DBS posts record earnings in first quarter

Written by Kapronasia || May 10 2021

2021 is shaping up to be a pretty good year for DBS. Southeast Asia’s largest bank posted record earnings of US$1.52 billion in the January-March period, up 72% year-on-year. DBS generated record fee income in the first quarter, with especially strong growth in wealth management and transaction services, both of which hit new highs. DBS is not resting on its laurels though and plans to boost both its digital capabilities and international footprint.

For all the hype about Singapore’s digital banks, they face some of the strongest incumbents in Asia with DBS perhaps the best example. The Singaporean lender has long been focused on digitization. The pandemic has given it an opportunity to fast-track the process before any digital banks go live. In the first half of 2020, DBS moved more core services online, for instance making it possible for corporate customers to open accounts and apply for loans completely remotely. 

In a September 2020 interview with McKinsey, DBS CEO Piyush Gupta said, “Our customer volume using these digital tools has gone up 30, 40 percent in some areas and 300, 400 percent in others.” While DBS still has several last-mile gaps, “COVID has allowed us to do another two years’ worth of digitization in a short time,” he added. 
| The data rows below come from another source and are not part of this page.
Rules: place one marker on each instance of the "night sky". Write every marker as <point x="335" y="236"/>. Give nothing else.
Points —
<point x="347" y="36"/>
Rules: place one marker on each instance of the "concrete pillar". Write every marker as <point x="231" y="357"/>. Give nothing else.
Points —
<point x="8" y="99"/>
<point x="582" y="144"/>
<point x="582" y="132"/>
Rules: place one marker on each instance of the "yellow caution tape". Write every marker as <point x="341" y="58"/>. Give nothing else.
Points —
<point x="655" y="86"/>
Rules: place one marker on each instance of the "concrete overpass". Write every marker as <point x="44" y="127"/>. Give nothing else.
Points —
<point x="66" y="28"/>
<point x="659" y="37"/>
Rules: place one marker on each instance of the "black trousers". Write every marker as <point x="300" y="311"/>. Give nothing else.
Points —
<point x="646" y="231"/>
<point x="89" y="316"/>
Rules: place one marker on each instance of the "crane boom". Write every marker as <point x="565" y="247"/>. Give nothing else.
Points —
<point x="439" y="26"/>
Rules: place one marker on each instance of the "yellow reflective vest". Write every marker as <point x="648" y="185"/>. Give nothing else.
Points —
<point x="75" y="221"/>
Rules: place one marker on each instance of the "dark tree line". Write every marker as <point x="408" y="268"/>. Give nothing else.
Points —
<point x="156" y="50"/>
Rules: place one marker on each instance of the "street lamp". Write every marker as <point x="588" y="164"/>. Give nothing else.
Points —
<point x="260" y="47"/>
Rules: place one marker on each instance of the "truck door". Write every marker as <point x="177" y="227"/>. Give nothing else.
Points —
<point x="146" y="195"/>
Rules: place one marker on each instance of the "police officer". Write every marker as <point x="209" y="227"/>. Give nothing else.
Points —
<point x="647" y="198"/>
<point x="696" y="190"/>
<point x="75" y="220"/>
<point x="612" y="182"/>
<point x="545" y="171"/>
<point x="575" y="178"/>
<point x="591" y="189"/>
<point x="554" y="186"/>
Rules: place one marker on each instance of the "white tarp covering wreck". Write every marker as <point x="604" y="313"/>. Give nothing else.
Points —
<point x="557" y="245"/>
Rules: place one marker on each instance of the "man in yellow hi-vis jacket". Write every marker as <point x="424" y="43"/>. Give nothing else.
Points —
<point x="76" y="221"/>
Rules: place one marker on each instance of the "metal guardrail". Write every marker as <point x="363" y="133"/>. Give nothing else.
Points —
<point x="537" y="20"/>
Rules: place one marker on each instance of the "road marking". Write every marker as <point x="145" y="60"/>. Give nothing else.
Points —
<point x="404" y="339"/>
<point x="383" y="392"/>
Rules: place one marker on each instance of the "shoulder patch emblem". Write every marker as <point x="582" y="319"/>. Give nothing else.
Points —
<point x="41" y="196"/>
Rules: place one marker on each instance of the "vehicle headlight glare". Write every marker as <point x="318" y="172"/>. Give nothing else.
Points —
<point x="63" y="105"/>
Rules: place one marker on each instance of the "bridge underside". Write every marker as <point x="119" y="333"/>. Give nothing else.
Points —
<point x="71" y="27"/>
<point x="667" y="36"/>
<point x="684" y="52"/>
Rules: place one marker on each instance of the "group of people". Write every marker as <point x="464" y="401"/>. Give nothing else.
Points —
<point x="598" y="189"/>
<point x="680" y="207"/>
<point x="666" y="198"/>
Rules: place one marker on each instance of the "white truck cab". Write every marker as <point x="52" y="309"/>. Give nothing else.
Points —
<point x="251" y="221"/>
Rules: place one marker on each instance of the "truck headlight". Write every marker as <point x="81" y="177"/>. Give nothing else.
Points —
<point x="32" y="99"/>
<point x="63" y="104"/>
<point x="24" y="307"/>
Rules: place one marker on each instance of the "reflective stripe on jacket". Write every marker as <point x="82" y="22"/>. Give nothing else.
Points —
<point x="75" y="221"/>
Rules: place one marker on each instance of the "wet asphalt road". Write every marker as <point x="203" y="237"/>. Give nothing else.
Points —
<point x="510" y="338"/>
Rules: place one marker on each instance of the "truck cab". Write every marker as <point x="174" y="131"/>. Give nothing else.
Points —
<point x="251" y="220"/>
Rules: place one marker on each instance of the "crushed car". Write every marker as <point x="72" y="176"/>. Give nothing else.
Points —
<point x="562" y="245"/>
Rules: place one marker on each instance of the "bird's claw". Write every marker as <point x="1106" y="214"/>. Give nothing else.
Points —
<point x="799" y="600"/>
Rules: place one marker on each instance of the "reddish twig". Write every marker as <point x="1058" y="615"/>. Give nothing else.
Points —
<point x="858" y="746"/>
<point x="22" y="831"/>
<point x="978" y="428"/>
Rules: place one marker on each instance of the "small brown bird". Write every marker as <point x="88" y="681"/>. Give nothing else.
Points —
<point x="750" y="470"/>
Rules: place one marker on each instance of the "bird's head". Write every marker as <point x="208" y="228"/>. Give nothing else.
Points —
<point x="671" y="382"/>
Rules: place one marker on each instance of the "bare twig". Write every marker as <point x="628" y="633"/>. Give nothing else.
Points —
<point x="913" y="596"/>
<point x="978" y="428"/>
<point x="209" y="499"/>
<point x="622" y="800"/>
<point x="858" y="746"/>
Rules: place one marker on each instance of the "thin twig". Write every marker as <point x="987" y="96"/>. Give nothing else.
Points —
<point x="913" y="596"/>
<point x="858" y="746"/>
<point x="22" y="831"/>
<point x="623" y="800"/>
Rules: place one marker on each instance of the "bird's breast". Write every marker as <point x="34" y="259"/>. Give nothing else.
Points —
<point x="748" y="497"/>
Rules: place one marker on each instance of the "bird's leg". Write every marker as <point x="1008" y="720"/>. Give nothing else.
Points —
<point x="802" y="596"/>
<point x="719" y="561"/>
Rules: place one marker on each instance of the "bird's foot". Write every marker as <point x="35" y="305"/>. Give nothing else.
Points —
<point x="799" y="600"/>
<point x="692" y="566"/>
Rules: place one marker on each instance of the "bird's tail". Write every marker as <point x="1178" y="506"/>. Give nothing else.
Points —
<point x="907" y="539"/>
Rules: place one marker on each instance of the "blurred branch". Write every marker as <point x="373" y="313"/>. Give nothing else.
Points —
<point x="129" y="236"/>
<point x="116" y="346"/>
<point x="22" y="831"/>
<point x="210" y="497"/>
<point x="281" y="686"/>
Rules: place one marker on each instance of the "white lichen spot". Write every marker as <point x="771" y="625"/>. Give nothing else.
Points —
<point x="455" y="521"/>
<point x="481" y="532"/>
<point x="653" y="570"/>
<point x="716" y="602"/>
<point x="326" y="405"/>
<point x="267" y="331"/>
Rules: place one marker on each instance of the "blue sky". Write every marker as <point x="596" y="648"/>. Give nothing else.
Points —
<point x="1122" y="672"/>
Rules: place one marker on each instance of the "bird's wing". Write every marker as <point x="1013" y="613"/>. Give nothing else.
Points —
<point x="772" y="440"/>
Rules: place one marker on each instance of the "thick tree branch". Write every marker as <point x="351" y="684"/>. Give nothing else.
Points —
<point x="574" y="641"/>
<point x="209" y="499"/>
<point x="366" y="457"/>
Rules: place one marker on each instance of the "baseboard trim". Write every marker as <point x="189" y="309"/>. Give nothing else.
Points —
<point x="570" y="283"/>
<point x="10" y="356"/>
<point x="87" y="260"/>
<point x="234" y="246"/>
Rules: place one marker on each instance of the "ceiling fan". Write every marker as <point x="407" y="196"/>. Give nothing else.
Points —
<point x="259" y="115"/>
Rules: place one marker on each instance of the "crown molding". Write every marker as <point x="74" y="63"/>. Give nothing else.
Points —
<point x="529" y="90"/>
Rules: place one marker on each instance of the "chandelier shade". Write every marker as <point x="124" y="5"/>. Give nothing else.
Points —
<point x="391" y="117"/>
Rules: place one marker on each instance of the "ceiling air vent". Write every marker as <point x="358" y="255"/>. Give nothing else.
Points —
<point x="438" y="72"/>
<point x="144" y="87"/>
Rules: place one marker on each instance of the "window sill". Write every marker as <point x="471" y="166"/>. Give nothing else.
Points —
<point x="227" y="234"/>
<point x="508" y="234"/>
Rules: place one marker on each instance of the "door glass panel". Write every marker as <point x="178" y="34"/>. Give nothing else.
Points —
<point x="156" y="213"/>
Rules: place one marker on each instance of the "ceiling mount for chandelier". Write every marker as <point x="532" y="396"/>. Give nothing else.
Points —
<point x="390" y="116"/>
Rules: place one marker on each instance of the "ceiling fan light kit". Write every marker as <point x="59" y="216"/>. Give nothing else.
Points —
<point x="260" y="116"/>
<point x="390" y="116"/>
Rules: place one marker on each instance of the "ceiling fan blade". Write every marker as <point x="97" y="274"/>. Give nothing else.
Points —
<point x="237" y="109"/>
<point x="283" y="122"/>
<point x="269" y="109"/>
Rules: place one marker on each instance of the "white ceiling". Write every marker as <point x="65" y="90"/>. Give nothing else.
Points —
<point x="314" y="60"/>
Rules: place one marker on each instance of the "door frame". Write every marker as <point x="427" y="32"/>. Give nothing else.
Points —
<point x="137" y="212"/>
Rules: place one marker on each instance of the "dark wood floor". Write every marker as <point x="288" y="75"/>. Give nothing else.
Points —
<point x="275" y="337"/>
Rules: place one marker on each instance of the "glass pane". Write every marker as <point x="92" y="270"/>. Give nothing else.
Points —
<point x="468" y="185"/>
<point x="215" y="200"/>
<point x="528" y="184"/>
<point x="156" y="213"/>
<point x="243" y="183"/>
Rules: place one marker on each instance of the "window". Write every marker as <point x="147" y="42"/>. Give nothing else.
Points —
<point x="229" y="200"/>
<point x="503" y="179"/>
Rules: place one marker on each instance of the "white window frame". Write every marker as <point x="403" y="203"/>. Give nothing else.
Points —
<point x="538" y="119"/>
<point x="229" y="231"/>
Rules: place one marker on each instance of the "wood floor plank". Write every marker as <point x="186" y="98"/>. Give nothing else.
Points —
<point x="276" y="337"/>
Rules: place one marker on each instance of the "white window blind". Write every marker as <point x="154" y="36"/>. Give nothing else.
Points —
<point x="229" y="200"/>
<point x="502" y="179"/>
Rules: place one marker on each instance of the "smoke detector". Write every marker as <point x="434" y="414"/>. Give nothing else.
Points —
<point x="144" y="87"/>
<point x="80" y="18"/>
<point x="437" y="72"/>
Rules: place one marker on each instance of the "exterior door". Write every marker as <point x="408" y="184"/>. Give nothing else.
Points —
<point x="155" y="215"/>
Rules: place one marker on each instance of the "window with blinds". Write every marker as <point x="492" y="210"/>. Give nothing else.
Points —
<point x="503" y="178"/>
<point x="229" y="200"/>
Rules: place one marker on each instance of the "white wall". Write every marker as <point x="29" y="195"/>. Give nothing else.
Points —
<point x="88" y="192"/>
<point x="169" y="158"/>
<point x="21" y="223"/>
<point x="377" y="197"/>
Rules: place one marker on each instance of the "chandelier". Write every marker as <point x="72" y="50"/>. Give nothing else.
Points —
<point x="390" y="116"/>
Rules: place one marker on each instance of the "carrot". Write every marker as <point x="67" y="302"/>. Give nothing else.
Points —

With the rise of digital assets, DBS plans to launch a full-service digital exchange for institutional and accredited investors. The exchange will provide security token offerings, digital currency exchange (including cryptocurrency trading) and digital custody services. The Singapore Exchange (SGX) will take a 10% stake in the DBS Digital Exchange. 

DBS is also teaming up with Temasek and JPMorgan to launch Partior, a blockchain-based platform for payments, trade and foreign exchange settlement. Partior has the potential to be a game changer if it can help banks facilitate instant settlements of cross-border financial transactions.  

At the same time, DBS is stepping up its international footprint, taking a 13% stake in Shenzhen Rural Commercial Bank (SZRCR) for RMB 5.29 billion. The deal represents DBS’s largest acquisition in China, a market that has vexed foreign banks for decades. Their share of assets in China fell 1.2% in 2020 from 1.8% in 2010, according to McKinsey. DBS was able to able acquire Shenzhen Rural Bank following Beijing easing restrictions on foreign ownership in the financial services sector. 

The Singaporean lender sees the stake in SZRCR as a strategic move that will allow it to tap market opportunities in the massive Greater Bay Area, a 56,000-square kilometer area home to 72 million people. SZRCR is profitable – it earned RMB 4.8 billion in net profit after tax for the year ended Dec. 31, 2020, according to a press release – and has 5 million active retail customers as well as 170,000 active corporate customers.